Among those students with winning experience is Mebrahtu, a third-year law student who explains that an asylum seeker gets representation from the Clinic after it's determined that the immigrant has a strong claim. Law students represent those asylum seekers in the INS' asylum office as well as the immigration court. Mebrahtu says Clinic students gather supporting documents that corroborate immigrants' claims of abuse or possible retribution that might befall them because of their political or other beliefs.

Last Tuesday Maxwell and Passler represented a Congolese man's asylum claim before an INS immigration judge in Council Bluffs. Maxwell says that although he can't talk specifically about his client's case, he says most asylum seekers are from places with oppressive regimes or places torn by civil war.

"They flee their homeland because some group or the government has singled them out for persecution because of their characteristics, such as political opinion, religion or membership in a social group. They tell stories of them or their family members of a social group being raped, beaten, killed, or imprisoned. Sometimes these asylum seekers have actually been the victims of physical torture or persecution, Maxwell says.

Many of those immigrants needing the students' help do not understand English or the American judicial system. Without counsel, Maxwell says, the immigrants might not be able to effectively advance their legal arguments. Complicating immigrants' claims for asylum is that many do not have witnesses to support them. In some cases, UI law students have been able to get affidavits from witnesses still abroad.

Law professors Barbara Schwartz and Reta Noblett-Feld supervise the Clinic students' work, although students are given wide latitude in their decision making. Immigration law, Schwartz says, is an area that is frequently practiced in law school clinics because most immigrants can't afford counsel. Students, in return for their services, gain valuable courtroom and legal experience.

Schwartz is a member of the Iowa/Nebraska chapter of the American Immigration Lawyers Association; with roughly 15 members it is the largest bar group of immigration lawyers in the state. Immigration law, she says, is fertile ground for new attorneys given the steadily increasing population of Iowa immigrants.

"There is a huge demand for immigrant legal representation. About half of the cases the Clinic handles are asylum cases. The Clinic may be the only one of its kind in the state that offers this service for free," Schwartz says.

"Immigrants needing help are from all over the world -- Bosnia, countries of the former Soviet Union, Africa, and elsewhere. I even have a client who needs help who was adopted as a toddler from Canada by an Iowa couple," Schwartz says.

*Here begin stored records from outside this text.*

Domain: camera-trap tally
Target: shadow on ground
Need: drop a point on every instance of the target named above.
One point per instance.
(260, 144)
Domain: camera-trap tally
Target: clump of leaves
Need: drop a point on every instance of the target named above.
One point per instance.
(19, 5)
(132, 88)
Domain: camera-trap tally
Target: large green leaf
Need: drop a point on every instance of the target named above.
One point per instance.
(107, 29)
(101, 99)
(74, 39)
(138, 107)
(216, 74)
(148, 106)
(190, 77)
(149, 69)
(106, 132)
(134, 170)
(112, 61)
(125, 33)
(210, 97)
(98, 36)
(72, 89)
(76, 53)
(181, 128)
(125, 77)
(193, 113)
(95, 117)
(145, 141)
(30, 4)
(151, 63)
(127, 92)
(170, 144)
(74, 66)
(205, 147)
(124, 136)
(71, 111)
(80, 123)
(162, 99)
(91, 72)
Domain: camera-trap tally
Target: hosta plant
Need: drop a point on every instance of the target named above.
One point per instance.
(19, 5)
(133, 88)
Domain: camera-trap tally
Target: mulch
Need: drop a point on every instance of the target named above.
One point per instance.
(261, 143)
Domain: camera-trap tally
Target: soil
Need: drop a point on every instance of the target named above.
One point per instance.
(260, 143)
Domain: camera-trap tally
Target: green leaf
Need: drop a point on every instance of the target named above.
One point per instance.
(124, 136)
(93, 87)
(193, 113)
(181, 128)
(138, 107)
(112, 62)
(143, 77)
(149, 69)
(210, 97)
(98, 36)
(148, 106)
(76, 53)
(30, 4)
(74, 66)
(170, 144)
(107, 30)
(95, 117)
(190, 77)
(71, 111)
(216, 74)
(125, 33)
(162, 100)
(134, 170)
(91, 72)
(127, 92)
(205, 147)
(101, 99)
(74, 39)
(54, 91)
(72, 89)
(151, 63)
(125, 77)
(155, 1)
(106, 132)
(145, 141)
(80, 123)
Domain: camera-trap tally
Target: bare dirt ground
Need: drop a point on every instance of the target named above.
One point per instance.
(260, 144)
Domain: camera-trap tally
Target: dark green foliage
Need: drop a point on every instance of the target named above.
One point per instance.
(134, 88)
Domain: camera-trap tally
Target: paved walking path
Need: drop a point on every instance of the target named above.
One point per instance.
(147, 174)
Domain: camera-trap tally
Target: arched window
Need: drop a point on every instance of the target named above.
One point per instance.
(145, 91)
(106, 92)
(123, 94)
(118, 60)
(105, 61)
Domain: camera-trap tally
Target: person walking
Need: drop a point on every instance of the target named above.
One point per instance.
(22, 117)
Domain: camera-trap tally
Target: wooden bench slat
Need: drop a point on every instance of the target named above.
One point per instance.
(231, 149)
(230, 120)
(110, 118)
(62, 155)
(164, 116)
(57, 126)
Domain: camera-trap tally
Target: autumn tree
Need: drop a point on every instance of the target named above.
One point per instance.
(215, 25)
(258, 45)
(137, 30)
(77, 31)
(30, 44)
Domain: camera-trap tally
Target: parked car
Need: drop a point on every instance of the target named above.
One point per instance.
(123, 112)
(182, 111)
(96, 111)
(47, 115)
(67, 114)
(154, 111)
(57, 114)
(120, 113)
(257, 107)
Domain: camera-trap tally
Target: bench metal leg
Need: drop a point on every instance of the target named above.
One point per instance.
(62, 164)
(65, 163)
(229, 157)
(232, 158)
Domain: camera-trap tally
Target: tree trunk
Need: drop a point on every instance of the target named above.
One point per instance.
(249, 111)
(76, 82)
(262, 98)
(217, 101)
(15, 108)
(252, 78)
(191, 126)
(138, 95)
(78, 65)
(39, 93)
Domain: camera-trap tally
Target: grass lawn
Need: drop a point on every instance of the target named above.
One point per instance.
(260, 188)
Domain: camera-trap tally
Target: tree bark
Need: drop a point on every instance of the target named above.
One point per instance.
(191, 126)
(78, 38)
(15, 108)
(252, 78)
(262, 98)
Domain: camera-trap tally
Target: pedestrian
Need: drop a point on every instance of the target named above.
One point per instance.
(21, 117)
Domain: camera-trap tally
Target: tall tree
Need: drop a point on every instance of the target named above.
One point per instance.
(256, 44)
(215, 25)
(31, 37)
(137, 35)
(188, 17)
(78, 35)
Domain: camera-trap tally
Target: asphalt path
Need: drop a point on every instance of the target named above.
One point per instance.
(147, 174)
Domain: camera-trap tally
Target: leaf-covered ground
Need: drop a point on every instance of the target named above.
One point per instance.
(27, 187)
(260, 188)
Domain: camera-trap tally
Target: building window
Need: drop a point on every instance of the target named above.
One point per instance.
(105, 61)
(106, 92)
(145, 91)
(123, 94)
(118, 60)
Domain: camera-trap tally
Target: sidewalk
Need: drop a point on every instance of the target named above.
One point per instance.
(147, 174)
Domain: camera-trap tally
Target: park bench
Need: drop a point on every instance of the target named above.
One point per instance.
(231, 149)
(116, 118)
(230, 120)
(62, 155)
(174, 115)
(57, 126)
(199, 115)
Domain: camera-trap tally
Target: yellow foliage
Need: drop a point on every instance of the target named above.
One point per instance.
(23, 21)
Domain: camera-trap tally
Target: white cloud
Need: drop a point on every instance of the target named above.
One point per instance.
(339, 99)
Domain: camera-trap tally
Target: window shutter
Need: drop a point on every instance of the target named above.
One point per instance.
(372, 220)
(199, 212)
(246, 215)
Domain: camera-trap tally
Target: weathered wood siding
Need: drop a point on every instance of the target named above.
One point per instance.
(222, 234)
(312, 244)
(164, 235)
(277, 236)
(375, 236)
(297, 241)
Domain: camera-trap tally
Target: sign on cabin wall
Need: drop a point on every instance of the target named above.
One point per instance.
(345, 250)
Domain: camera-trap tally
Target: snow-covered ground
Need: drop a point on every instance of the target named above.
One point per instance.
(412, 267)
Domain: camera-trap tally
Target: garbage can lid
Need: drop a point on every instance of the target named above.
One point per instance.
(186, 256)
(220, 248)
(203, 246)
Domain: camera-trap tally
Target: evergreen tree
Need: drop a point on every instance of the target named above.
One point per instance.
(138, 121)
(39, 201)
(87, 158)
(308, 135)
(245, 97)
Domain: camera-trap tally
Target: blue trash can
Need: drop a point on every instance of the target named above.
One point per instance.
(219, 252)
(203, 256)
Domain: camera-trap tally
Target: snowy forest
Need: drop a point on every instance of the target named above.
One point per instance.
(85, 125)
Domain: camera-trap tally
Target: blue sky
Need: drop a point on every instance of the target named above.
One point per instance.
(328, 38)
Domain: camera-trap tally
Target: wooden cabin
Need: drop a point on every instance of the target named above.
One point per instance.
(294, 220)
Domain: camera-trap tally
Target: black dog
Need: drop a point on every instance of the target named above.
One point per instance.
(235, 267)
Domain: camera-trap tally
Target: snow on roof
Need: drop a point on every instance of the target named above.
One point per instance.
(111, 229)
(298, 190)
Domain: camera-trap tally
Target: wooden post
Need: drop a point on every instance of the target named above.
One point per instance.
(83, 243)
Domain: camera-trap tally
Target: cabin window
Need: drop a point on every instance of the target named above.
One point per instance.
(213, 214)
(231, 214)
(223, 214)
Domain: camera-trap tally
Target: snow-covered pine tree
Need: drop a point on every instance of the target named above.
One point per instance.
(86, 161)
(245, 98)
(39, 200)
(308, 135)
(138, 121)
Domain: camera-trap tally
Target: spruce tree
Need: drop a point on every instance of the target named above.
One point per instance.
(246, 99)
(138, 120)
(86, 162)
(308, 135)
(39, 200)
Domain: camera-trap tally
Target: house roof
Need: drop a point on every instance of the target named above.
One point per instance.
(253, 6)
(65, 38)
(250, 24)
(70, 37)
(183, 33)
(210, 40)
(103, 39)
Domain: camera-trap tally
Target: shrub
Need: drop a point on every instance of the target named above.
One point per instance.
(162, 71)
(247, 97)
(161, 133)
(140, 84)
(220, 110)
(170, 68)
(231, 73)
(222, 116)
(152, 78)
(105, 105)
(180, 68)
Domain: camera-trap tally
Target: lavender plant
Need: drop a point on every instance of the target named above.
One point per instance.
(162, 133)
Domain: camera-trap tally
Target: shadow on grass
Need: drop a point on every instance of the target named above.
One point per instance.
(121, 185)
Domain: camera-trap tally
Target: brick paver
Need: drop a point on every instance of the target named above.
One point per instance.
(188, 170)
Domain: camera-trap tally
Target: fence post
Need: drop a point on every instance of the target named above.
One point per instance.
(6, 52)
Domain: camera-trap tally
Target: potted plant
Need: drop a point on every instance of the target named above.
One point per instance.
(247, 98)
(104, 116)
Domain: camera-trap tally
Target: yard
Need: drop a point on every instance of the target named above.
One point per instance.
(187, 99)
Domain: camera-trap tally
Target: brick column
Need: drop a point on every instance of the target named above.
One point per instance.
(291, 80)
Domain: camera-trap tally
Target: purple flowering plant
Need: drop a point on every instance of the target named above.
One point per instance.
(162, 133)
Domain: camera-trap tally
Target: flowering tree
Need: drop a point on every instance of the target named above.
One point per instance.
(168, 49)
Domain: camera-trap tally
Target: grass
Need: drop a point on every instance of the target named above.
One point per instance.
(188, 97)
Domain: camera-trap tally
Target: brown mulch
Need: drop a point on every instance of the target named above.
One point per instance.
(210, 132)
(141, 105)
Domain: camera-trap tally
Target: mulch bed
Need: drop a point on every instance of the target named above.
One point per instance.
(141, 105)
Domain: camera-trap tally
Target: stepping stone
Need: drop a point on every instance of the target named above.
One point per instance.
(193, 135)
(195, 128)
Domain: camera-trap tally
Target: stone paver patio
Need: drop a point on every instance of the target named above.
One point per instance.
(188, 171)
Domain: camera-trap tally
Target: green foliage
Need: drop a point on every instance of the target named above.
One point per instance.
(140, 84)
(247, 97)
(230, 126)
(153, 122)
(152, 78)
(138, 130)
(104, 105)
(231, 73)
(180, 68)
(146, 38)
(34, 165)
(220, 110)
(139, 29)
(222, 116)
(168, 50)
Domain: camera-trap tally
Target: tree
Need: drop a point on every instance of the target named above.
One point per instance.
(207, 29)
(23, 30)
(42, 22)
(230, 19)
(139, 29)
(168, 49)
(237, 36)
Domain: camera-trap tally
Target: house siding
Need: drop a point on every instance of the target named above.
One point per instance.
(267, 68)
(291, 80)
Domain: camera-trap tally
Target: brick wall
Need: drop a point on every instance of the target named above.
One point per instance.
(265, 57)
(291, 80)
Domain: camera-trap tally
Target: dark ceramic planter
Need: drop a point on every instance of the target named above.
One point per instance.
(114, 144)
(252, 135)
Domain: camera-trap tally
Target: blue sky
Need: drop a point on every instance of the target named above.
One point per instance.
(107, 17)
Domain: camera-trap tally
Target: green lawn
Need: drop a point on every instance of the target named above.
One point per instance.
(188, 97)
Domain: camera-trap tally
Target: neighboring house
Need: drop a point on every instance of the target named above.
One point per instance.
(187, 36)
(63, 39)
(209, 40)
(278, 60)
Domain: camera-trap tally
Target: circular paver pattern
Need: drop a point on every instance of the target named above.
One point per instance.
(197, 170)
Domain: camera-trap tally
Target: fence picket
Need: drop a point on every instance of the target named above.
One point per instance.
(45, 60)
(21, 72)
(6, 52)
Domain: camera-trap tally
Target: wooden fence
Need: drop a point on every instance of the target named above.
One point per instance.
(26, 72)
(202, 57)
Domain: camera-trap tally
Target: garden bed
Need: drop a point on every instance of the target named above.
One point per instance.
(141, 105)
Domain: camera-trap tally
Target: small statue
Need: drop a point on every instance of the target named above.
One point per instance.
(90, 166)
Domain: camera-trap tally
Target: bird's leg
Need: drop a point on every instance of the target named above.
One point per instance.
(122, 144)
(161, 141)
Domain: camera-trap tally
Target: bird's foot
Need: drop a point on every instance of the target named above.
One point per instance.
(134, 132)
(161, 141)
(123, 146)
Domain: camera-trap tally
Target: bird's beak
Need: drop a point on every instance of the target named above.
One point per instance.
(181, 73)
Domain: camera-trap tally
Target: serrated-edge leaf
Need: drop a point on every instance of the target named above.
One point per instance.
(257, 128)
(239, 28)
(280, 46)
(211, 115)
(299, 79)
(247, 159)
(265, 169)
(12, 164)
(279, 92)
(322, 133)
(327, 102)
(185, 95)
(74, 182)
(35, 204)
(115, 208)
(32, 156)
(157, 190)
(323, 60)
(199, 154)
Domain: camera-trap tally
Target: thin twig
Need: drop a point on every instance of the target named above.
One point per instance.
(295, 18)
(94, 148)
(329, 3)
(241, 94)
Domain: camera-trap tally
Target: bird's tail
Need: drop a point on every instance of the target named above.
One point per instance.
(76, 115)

As the number of high-tech jobs continue to attract immigrants to Iowa, there is the increased likelihood that there will be a rise in the number of immigration attorneys, particularly in the
Des Moines area, Schwartz says.

Mebrahtu says taking on meritorious claims is hard but satisfying work. He hasn't decided which area of law he'd like to practice, but the California native says immigration law is one in which he would consider specializing.